Risk managers are ultimately compensated via insurance policies placed with insurance carriers, but when designing solutions, it is imperative to follow the risk management framework throughout the process. The aviation authorities made the correct decision by halting the operation of the Max 737 until the problem could be identified.

These authorities not only potentially saved lives but also, secondarily, money. While grounding these jets resulted in a short-term revenue hit from an operational standpoint, imagine the longer-term revenue hit that could have resulted from another potential crash followed by the intangible reputational harm to the airlines involved?

Risk managers, much like these aviation authorities, must resist the urge to think in a one-dimensional mindset when designing solutions. To a hammer, everything looks like a nail and for every peril there is an insurance policy ready to insure against it.
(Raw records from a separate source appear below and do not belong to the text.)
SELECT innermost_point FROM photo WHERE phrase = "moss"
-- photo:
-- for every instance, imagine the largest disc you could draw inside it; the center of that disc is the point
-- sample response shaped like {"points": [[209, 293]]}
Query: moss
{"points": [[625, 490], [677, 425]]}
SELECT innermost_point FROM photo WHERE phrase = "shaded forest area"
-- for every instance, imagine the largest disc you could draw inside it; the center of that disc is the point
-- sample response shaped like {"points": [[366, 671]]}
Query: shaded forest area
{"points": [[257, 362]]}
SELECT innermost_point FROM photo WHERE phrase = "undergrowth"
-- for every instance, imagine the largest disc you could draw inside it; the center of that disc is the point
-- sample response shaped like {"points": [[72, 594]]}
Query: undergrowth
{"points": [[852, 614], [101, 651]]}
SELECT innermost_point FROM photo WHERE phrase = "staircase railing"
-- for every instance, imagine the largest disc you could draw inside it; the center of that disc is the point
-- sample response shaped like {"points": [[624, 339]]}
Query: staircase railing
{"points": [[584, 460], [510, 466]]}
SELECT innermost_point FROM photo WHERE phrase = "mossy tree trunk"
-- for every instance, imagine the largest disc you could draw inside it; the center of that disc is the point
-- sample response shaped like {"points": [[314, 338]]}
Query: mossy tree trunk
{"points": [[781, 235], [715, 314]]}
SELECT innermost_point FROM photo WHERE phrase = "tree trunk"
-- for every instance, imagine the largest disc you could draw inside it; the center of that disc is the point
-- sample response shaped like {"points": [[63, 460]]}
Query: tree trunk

Why not put practices in place to avoid triggering a loss in the first place? Advising clients by conducting ERM annual reviews is an imperative means by which risk managers can instill best practices in the daily operations of their clients. Reviewing hiring/dismissal policies within HR to avoid employer liability claims, conducting cyber hygiene education sessions to prevent future phishing attacks, and advising the use of wellness plans to reduce medical claims are some examples of adopting a risk management mindset.

Learning From the Aviation Industry
Risk managers could stand to learn a lot from the aviation industry. It is a proven fact that a human is far more likely to die in a car accident than in an airline accident, but the media amplifies airline disasters creating an exaggerated frequency of their impacts and occurrences.

The industry has evolved over the decades and has gotten more adept at identifying and eliminating perils that could lead to tragedies. Adopting a mindset of problem identification early in the risk management process will allow risk managers globally to reduce losses and increase client satisfaction.

The results are clear skies ahead for all.